If a patient has a brain which is diseased and has lost a disproportionate amount of volume, such as in dementia, the tool will show the mismatch between the real age and the predicted age
Researchers from the School of Biomedical Engineering & Imaging Sciences have developed a new machine learning tool that analyses brain MRIs and predicts the age of a brain compared to the rest of the population. Essentially a screening tool, it automatically detects older-appearing brains in real-time using routine clinical scans.
Published in Neuroimage, the research shows that as part of a natural process, brains lose volume with age and as long as the volume loss is appropriate for the patient’s age, the new tool will predict the correct age of the patient.
But if a patient has a brain which is diseased and has lost a disproportionate amount of volume, such as in dementia, the tool will show the mismatch between the real age and the predicted age thereby alerting clinicians to this important discrepancy and flag that the brain is abnormal for age.
Currently there is no screening tool during routine hospital MRI examinations that automatically detects older-appearing brains in real-time. Instead this is assessed after the scan in centres where there are neuroradiologists and assessment is performed visually.– Principal Investigator Dr Tom Booth, Senior Lecturer in Neuroimaging at the School of Biomedical Engineering & Imaging Sciences and Consultant Diagnostic and Interventional Neuroradiologist at King’s College Hospital
“We have shown it is possible to close that gap from point of scan to expert review, if the centre is lucky enough to have experts, by automating that process.”
Using a deep learning based neuroradiology report classifier, the researchers generated a dataset of 23, 302 ‘radiologically normal for age’ head MRI examinations from two large UK hospitals, namely, Guy’s and St Thomas’ NHS Foundation Trust and King’s College Hospital using the pre-existing neuroradiology reports.
Then using an unusual approach whereby there is very little computational pre-processing of the scans, they applied another deep learning image algorithm to the large dataset of normal scans.
Further experiments used a variety of normal scan types from a third institute as well as an open-source dataset.
Their final model was tested using scans with a disproportionate amount of brain volume loss and then scrutinised their model findings by building heatmaps of the parts of the scans which the model predicted there was a disproportionate amount of brain volume loss.
First author Dr David Wood, researcher at the School of Biomedical Engineering and Imaging Sciences, said a key aspect of this study was the use of a large, clinically-representative dataset for model training.
This enabled our brain-age model to generalise to out-of-sample data like scans from external hospitals and different scanner vendors, suggesting that it can be applied in radiology centres beyond those considered in this study, particularly smaller centres without neuroradiology specialists.– Dr David Wood, researcher at the School of Biomedical Engineering and Imaging Sciences
The researchers say this framework could have important implications for patient care, drug development, and optimising MRI data collection.

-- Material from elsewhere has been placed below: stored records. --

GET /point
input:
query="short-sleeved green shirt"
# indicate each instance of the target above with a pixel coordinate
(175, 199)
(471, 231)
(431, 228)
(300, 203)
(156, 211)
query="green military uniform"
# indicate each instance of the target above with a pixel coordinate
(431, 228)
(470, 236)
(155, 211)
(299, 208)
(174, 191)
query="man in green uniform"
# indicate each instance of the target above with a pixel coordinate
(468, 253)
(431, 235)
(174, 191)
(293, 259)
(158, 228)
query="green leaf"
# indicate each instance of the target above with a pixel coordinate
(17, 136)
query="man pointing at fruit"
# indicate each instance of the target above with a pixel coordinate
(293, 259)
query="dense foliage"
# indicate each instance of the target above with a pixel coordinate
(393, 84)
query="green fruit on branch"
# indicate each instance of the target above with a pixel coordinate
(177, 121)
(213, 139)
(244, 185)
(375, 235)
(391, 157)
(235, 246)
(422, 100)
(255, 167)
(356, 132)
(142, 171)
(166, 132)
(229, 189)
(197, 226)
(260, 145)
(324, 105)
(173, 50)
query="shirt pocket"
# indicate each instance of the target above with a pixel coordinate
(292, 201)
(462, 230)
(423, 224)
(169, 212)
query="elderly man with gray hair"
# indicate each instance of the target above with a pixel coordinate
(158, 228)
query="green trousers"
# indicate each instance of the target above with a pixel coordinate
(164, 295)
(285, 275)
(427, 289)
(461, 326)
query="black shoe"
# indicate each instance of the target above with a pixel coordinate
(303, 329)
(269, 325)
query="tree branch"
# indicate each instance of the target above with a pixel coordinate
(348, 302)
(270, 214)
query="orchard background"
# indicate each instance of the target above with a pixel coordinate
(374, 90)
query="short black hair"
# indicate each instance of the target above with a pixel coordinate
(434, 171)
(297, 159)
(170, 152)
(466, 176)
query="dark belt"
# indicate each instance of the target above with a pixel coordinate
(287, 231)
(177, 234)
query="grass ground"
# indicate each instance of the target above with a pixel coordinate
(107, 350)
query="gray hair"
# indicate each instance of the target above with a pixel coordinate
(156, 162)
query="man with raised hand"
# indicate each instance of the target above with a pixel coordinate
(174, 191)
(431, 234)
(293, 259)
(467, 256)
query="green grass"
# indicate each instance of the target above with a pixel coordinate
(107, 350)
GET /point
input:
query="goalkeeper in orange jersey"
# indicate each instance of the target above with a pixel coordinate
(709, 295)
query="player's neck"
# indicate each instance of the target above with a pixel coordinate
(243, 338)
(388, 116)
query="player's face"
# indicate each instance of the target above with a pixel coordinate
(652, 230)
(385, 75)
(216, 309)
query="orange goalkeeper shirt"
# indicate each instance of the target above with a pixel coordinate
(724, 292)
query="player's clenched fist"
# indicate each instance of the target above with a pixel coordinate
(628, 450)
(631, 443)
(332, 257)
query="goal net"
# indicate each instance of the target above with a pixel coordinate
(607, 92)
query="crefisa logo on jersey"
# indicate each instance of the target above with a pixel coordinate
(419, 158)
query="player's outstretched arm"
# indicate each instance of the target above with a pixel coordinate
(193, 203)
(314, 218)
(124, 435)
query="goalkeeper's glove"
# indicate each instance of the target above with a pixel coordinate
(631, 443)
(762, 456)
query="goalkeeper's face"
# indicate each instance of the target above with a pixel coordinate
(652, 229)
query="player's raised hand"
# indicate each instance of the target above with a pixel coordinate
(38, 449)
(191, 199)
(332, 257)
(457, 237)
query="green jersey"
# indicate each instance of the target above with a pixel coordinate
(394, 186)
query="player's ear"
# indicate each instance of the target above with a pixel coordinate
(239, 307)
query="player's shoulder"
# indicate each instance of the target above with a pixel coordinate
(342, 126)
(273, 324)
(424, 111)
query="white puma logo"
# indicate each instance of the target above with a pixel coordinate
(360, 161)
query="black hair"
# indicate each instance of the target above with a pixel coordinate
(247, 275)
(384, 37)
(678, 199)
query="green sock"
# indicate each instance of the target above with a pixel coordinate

“Currently abnormal older-appearing brains are detected sometime after the scan at the time of reporting. The most accurate reports will be in centres where there are neuroradiologists however few centres have neuroradiologists,” Dr Booth said.
“Automatically detecting volume loss in real time helps screen for the common problem of neurodegeneration during scans obtained for all reasons. A subsequent diagnosis of, for example early-stage Alzheimer’s disease, could potentially improve patient care through implementing early medical and social interventions. Similarly, patients could potentially be recruited into drug trials at an earlier stage.”
Dr Booth said the framework could also be used to leverage the wealth of existing large hospital databases to provide powerful new resources for the training, testing and clinical validation of medical image analysis tools beyond brain-age such as abnormality detection.